Approximately 80 % of babies will require the heel cord release.

This final cast will be left on for approximately 2 - 3 weeks instead of just 1 week.

Stage 3: Bracing

Once the final correction has been obtained it must be maintained during further foot growth.  Babies will be fitted with a specially designed set of boots with a connecting bar which positions the feet in a manner that allows them to grow without recurrence of the deformity.  These boots will need to be used full-time (except for bathing) for the next 3 months.  The boots are then fitted at night-time only (for sleeping) for 2 - 3 years.  Babies and infants tolerate these boots very well and (importantly) will be free of the boots during daytime by the time they commence standing / walking.

With this method the number of subsequent operations required is very low.  Some children may undergo a tendon transfer operation after 4 years of age if there remains a minor muscle imbalance.

Tibialis Anterior Tendon Transfer

This operation is performed on ~ 1/3 of children which have been treated with Ponsetti casting and involves balancing the muscle forces in the older foot.  It is a relatively minor surgical procedure, usually requiring a single night admission in hospital and the protection of a plaster cast for 6 weeks.   A splint may need to be manufactured to wear for another 2 – 3 months to help protect the tendon that has been moved in the foot while it regains strength.

More Complex Operations

With the use of the Ponsetti method for clubfoot management extensive surgical procedures are minimised.  Very few babies require a surgical release of other tight structures around the back of the foot and heel.

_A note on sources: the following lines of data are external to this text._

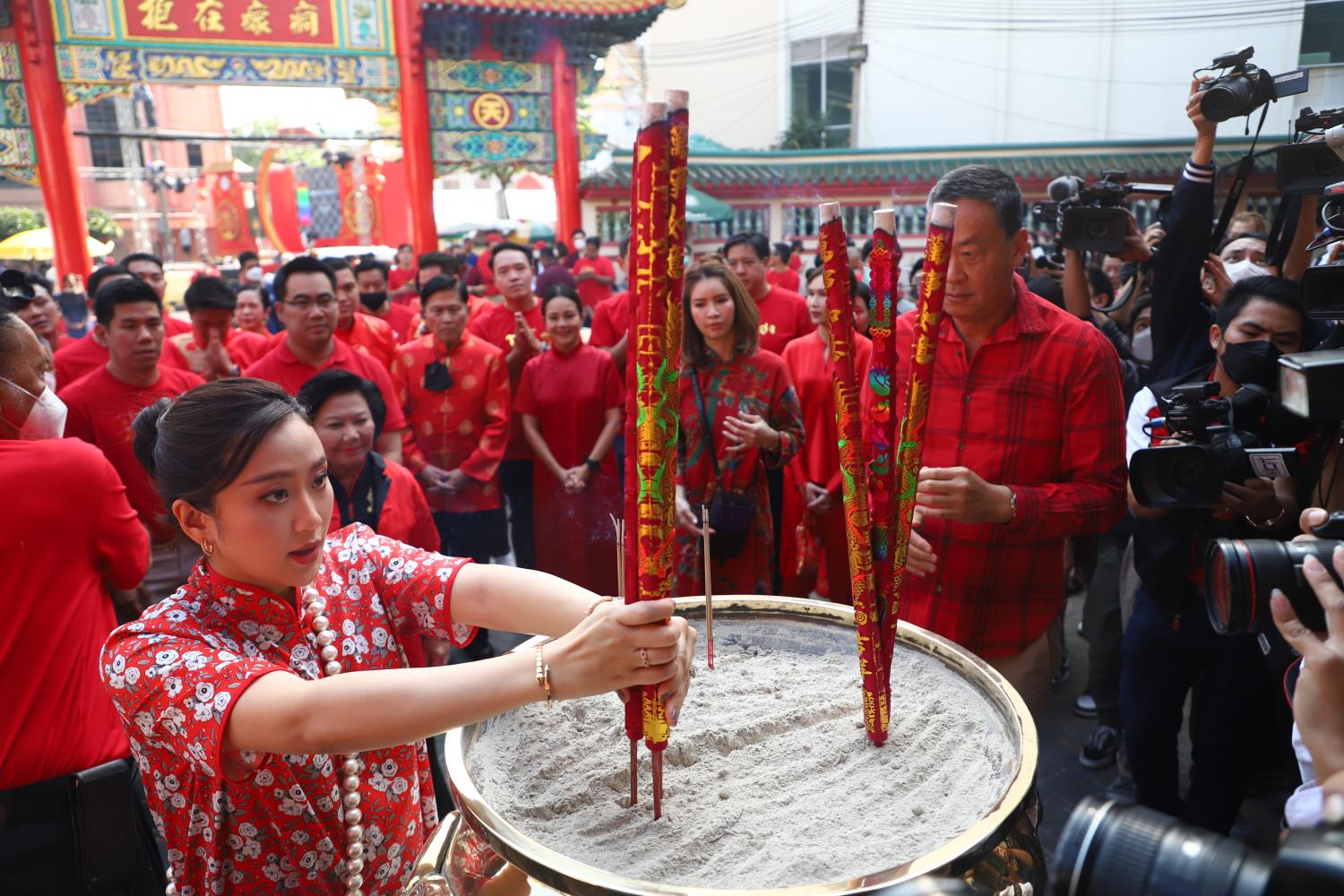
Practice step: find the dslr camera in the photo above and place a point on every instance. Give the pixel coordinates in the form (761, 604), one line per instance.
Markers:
(1241, 575)
(1223, 445)
(1091, 218)
(1109, 849)
(1242, 88)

Occasionally a late-presenting patient or a patient who has unsuccessfully been treated with the casting techniques will have the surgical release of all of the tight structures in the hindfoot and ankle.  They will be in hospital for 1 - 2 days only.  Postoperatively a cast is applied for 6 weeks and then a splint is manufactured for long-term use.

Coping with Casts and Boots

As indicated: Babies tolerate the casts and boots very well.  Once parents become used to the “ritual” of fitting boots they also notice very little inconvenience.  Most reports on the Ponsetti technique show a greater degree of parent satisfaction with the treatment than other techniques.

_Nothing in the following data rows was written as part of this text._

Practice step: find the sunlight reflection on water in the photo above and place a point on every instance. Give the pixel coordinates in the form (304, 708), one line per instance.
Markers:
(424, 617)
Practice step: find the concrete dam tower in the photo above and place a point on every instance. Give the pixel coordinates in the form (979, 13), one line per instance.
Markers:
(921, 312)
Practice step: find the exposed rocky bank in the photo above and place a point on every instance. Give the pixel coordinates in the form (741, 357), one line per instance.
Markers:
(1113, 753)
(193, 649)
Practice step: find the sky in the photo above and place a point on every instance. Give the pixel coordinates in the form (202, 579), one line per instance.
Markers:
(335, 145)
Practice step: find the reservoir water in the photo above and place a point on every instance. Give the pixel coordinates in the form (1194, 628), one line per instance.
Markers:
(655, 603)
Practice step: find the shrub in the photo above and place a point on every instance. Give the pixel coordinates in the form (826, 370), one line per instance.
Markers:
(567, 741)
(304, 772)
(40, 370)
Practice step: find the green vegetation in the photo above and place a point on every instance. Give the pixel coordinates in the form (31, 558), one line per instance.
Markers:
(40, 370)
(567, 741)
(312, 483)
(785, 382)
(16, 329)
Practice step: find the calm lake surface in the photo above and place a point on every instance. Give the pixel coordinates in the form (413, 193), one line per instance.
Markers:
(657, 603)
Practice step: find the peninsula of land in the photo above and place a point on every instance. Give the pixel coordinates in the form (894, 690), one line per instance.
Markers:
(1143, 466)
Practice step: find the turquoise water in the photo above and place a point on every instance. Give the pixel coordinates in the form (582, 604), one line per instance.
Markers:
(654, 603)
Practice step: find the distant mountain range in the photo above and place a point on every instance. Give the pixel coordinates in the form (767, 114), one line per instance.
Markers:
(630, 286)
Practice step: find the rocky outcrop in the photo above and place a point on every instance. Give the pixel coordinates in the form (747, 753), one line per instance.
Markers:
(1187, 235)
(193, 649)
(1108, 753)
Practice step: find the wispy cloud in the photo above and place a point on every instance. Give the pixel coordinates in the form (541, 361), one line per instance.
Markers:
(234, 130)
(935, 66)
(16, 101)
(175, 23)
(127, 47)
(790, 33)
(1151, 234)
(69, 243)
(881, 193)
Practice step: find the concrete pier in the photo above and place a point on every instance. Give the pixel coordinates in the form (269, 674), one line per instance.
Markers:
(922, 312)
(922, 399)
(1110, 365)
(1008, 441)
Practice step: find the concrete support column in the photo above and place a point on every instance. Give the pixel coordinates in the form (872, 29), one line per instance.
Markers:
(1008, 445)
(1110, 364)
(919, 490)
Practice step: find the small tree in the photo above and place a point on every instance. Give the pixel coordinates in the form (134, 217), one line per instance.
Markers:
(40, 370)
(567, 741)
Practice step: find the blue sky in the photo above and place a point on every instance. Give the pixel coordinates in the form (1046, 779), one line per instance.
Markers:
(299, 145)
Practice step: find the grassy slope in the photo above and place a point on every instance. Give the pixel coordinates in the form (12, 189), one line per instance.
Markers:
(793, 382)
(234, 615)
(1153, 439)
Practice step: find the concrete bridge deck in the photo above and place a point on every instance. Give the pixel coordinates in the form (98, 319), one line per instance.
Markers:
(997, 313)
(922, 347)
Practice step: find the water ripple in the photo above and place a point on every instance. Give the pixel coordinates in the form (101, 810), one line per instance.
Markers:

When a baby has casts on it is important to check the casts on a regular basis.  Any obvious discoloration of toes, increasing swelling, reduced movement should be reported.  The cast should be kept dry (requiring a modification on bathing the baby).  When a baby with heavy casts on is lying on their back there should be a cushion beneath the knee portion of the cast to avoid constant pressure on the heel. 

When the boots are fitted

If a baby has only one foot affected by a clubfoot condition then up until this stage a cast will have only been applied to that one leg.  During the bracing period boots must be fitted to both feet so that a bar connecting the boots can correctly position the affected foot. Most babies will be upset in the first 24 hours at not being able to move their feet independently of each other.  All babies very quickly adjust.  Parents will too!

  • Some parents may use 2 pairs of cotton socks until their baby has adjusted to the boots.
  • It is important to ensure the heel is positioned right down on the sole of the boot.
  • It is important to ensure the straps are tight enough to prevent the heel from lifting out of the boot.
  • It is important to check that all toes are visible and have good circulation.
  • It is easy to commence a “routine” to which both baby and parents become accustomed – i.e. “putting on the shoes before bedtime” should be a normal routine for toddlers in the last stages of the Ponsetti treatment.

Although the foot generally has a good appearance at the end of treatment a single-sided clubfoot usually leaves children with a smaller calf muscle.

Outcomes

Without treatment:

  • Ongoing deformity produces pain and impaired function.

With treatment:

  • Most children have a near normal looking foot at adulthood, although the foot may be smaller than the other side and the calf muscles are always a little thinner.  Normal function is possible and children participate in sports with their peers.